La technologie peut fait peur mais pourrait nous aider et cette fameuse puce de notre carte d'identité (ou une autre) pourrait servir entre autres choses à stocker cette information. Bien évidemment, on peut toujours argumenter qu'une carte spécifique serait plus appropriée mais le risque alors est de multiplier le nombre de cartes que nous devons transporter. La carte d'identité pourrait ainsi par exemple servir de lien entre les médecins, à consulter avant de modifier si nécessaire le traitement du patient. On peut imaginer aussi un intérêt pour le pharmacien qui pourrait vérifier le traitement prescrit par rapport au traitement pris avant et après, tout le monde pouvant faire des erreurs, médecin y compris. L'impression sur du papier d'un tableau qui aiderait le patient (ou un de ses proches) à préparer sa médication de la journée voir de la semaine serait une application facile à mettre en oeuvre. Avec un peu d'imagination, on peut imaginer probablement d'autres applications plus ou moins utiles.

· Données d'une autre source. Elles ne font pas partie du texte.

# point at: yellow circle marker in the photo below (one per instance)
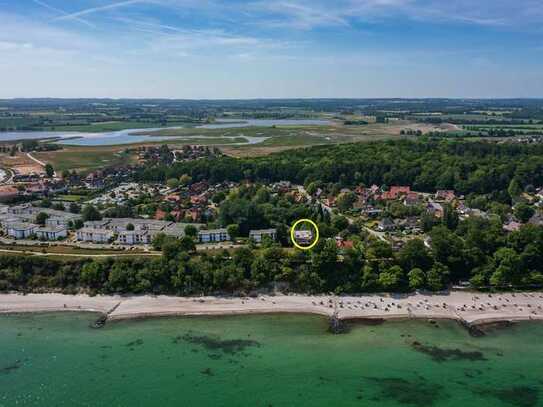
(293, 228)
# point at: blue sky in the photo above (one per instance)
(284, 48)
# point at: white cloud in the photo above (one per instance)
(94, 10)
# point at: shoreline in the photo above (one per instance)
(469, 308)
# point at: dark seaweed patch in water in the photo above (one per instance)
(10, 368)
(229, 346)
(519, 396)
(207, 371)
(417, 392)
(137, 342)
(443, 355)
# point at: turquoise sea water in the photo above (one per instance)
(272, 360)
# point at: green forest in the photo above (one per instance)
(470, 167)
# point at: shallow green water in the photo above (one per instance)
(57, 360)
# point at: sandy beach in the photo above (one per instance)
(468, 307)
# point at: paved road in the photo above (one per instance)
(378, 235)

La question du respect de la vie privée se pose certainement mais le patient peut être libre d'accepter ou de refuser ce service et de toute façon, c'est lui qui détient sa carte d'identité qui devrait être idéalement protégée et lisible par les seules personnes autorisées par le patient, comme les médecins qu'il consulte, son pharmacien, la personne qui prépare ses médicaments. La carte d'identité étant un document légal, cela demanderait évidemment une autorisation de nos autorités et leur soutien mais le bénéfice vaut parfois bien un petit effort.

On pourrait même certainement aller plus loin et imaginer stocker encore plus de données mais la question du respect de la vie privée risque de surgir davantage. Un exemple très simple et peu polémique pourrait être le groupe sanguin mais on voit vite qu'il serait possible d'augmenter les données, partant d'une base politiquement correcte vers des données de plus en plus sensibles. De toute façon, que nous le voulions ou pas, le passage à l'électronique se fera plus ou moins progressivement et il est peu probable que nous fassions marche arrière radicalement. Nos prescriptions actuelles d'ailleurs passent déjà par eHealth, obligatoirement depuis cette année. Il faut rester vigilant sur ce contrôle et ses dérives éventuelles mais la protection du patient passe aussi par la connaissance de sa médication … et de ses antécédents, mais cela c'est une autre histoire (pour plus tard?).